In a related story, April 6 Youth Movement activist Ibrahim Abed was reportedly arrested Wednesday night in Nasr City while distributing leaflets encouraging people to join the Friday protest in Tahrir Square, dubbed the “Second Rage Revolution.”
However, the movement’s spokesman Mohamed Adel said both the military prosecution and the military police said he was not on their list of detainees.
“Abed told us over the phone that he was arrested by the military police. We are now trying to reach anybody at Egyptian intelligence where he might be,” Adel told DNE.
The group said in a statement Wednesday that the detention of Abed brings Egyptians back to the security measures taken during the era of ousted president Hosni Mubarak.
“The pursuit of activists as they promote the revival of the [January 25] Revolution is a dangerous indicator of the return of the security violations against them,” Adel said.
April 6 held a protest Thursday outside the defense ministry in Kobry El-Qobba demanding the immediate release of Abed.
In Suez, seven activists were reportedly arrested also on Thursday during a planning meeting for the Friday protest in the governorate, director of the Arabic Network for Human Rights Information Gamal Eid told DNE.
“We have no confirmed details yet about their location.
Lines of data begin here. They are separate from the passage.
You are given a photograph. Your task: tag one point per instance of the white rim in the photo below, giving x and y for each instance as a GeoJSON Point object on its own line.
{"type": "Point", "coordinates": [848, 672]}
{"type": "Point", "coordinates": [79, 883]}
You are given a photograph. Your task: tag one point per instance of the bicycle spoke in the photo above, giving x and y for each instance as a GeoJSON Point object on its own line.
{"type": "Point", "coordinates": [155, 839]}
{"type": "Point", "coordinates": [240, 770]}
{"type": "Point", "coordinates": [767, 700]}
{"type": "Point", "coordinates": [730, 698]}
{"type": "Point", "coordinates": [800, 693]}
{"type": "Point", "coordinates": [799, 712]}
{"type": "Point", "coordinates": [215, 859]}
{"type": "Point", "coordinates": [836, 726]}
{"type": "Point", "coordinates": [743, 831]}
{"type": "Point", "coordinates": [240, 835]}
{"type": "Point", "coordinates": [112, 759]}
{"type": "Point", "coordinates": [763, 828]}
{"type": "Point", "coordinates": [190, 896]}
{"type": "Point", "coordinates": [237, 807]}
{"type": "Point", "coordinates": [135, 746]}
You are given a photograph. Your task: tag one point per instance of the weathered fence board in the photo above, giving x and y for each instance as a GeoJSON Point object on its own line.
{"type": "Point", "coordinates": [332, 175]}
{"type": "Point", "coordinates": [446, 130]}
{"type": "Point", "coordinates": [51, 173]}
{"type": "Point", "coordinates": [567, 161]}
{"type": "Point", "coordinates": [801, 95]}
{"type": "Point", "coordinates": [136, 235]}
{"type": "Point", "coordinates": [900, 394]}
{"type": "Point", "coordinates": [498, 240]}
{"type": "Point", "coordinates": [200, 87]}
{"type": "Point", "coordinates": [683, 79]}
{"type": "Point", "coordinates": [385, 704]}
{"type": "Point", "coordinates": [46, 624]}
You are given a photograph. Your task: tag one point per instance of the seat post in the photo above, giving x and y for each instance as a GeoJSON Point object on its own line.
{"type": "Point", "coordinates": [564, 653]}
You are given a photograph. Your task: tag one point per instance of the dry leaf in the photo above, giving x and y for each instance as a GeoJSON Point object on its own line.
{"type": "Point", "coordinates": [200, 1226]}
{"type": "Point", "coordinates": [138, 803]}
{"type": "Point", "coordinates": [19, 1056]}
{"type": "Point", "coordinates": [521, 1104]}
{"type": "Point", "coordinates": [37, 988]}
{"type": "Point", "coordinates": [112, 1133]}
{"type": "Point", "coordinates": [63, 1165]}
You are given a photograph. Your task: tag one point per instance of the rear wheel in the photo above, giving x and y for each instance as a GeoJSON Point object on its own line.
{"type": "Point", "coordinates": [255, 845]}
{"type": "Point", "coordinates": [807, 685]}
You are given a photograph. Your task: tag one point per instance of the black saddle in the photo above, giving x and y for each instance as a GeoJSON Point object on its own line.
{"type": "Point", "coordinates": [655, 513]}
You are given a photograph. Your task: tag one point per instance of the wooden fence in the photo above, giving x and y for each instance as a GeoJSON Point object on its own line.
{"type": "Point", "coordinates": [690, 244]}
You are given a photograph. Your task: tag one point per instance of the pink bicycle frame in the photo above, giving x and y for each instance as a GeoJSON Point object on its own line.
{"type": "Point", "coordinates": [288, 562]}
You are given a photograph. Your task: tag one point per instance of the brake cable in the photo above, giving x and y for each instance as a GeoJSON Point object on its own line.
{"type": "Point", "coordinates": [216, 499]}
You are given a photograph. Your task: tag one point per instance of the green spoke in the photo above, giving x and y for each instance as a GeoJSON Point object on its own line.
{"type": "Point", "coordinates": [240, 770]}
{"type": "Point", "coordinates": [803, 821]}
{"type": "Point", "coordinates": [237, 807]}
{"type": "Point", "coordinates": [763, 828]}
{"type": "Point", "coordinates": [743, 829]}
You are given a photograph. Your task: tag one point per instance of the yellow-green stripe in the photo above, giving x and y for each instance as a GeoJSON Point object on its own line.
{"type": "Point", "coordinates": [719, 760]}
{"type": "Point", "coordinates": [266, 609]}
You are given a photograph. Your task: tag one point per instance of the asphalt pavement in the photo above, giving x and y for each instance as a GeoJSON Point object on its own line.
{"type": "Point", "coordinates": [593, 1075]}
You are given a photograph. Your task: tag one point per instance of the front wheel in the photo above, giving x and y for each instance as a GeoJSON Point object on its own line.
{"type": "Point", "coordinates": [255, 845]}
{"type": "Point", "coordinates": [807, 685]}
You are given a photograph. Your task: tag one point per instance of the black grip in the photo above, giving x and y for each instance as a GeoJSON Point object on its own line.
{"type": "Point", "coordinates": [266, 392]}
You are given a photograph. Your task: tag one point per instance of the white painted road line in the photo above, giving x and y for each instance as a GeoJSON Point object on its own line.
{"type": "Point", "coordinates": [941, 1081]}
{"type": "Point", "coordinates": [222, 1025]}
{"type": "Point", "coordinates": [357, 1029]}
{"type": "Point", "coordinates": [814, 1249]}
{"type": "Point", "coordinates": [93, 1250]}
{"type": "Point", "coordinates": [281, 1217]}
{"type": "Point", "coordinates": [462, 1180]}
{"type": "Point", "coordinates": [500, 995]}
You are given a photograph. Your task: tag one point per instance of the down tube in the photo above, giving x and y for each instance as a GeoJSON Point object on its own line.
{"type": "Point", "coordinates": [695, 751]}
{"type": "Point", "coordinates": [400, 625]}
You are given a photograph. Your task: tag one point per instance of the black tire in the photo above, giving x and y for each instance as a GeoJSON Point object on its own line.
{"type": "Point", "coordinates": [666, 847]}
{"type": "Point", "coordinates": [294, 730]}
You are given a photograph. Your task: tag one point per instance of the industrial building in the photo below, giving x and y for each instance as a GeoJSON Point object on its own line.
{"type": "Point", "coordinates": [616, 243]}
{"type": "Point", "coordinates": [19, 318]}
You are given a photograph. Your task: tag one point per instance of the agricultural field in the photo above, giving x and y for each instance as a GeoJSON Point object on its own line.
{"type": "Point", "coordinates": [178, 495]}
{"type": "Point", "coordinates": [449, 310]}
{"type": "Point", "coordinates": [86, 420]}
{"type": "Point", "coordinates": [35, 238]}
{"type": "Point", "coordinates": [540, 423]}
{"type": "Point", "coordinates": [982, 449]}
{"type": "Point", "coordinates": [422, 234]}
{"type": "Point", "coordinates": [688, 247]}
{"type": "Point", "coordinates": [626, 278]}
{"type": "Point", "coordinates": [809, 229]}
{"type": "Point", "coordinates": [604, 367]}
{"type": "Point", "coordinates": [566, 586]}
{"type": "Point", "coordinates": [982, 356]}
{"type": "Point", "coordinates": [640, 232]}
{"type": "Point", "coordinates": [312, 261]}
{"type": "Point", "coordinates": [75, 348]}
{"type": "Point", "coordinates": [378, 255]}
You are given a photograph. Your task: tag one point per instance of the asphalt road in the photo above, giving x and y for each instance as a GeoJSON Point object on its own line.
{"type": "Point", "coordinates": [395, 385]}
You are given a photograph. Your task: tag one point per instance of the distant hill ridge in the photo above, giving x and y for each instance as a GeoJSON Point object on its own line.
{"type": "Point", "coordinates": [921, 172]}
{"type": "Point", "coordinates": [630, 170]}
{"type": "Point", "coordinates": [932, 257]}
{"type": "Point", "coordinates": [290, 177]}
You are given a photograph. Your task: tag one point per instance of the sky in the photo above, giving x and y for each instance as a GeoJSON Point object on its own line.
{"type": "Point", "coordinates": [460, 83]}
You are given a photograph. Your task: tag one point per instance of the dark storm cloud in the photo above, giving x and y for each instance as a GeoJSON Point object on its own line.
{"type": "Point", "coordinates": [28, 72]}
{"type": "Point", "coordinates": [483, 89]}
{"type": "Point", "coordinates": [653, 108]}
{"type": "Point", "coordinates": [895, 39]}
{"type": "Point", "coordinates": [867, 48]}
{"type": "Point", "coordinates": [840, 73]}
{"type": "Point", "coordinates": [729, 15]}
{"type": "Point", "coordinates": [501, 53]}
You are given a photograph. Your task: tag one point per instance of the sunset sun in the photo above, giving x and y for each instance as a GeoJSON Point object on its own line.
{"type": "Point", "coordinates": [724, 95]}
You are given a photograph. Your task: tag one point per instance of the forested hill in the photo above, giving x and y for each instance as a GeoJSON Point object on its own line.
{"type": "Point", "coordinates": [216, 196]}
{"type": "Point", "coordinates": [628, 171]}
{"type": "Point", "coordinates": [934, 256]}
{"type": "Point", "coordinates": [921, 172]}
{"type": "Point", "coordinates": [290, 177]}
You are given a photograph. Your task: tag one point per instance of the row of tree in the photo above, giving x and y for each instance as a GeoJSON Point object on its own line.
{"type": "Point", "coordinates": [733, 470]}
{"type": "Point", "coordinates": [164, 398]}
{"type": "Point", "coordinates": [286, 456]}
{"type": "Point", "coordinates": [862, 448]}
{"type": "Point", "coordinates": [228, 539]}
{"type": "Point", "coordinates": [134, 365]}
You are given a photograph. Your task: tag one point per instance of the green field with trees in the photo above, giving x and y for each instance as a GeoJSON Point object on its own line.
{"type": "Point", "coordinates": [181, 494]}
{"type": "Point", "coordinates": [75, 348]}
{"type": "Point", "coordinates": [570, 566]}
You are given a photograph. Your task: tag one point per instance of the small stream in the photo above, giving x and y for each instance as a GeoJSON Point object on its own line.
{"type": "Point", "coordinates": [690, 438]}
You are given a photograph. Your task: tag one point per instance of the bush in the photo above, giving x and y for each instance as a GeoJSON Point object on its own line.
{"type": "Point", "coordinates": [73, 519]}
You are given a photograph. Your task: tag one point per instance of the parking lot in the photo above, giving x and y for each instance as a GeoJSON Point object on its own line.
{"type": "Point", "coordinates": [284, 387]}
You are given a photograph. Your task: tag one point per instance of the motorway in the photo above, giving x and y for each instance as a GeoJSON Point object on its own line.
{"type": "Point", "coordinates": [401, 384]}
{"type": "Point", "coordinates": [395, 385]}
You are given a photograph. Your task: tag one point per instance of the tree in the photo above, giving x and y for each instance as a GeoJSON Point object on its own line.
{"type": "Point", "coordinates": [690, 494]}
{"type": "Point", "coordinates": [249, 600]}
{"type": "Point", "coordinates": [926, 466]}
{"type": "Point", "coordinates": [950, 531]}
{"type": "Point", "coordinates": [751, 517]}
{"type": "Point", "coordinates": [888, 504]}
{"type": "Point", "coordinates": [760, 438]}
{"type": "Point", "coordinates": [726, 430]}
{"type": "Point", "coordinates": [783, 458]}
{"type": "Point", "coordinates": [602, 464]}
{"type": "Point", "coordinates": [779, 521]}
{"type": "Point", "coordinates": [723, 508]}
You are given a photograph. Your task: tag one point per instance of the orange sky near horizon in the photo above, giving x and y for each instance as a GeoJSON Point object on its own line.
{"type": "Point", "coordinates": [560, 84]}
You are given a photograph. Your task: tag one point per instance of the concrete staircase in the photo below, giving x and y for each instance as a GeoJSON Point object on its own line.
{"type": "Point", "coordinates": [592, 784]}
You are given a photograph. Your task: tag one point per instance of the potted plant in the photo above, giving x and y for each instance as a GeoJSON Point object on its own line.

But some said they saw them in a truck near the old building of the [disbanded] state security investigations,” he said.
Suez residents are planning a demonstration on the main El-Arabein street following Friday prayers in coordination with the Cairo protest.
Suez witnessed the first death of a citizen shot by the police on Jan. 25.
No further details were available about the destiny of the detainees until time of press.
Meanwhile, the SCAF reiterated in statement 58 on its official Facebook page the right of Egyptians to hold peaceful protests, saying no single bullet was ever fired at a citizen by the army.
The SCAF warned against “suspicious elements” that may provoke divisions between the people and the military and hence announced that it will not deploy any forces in the areas where protests are planned in order to avoid such risks.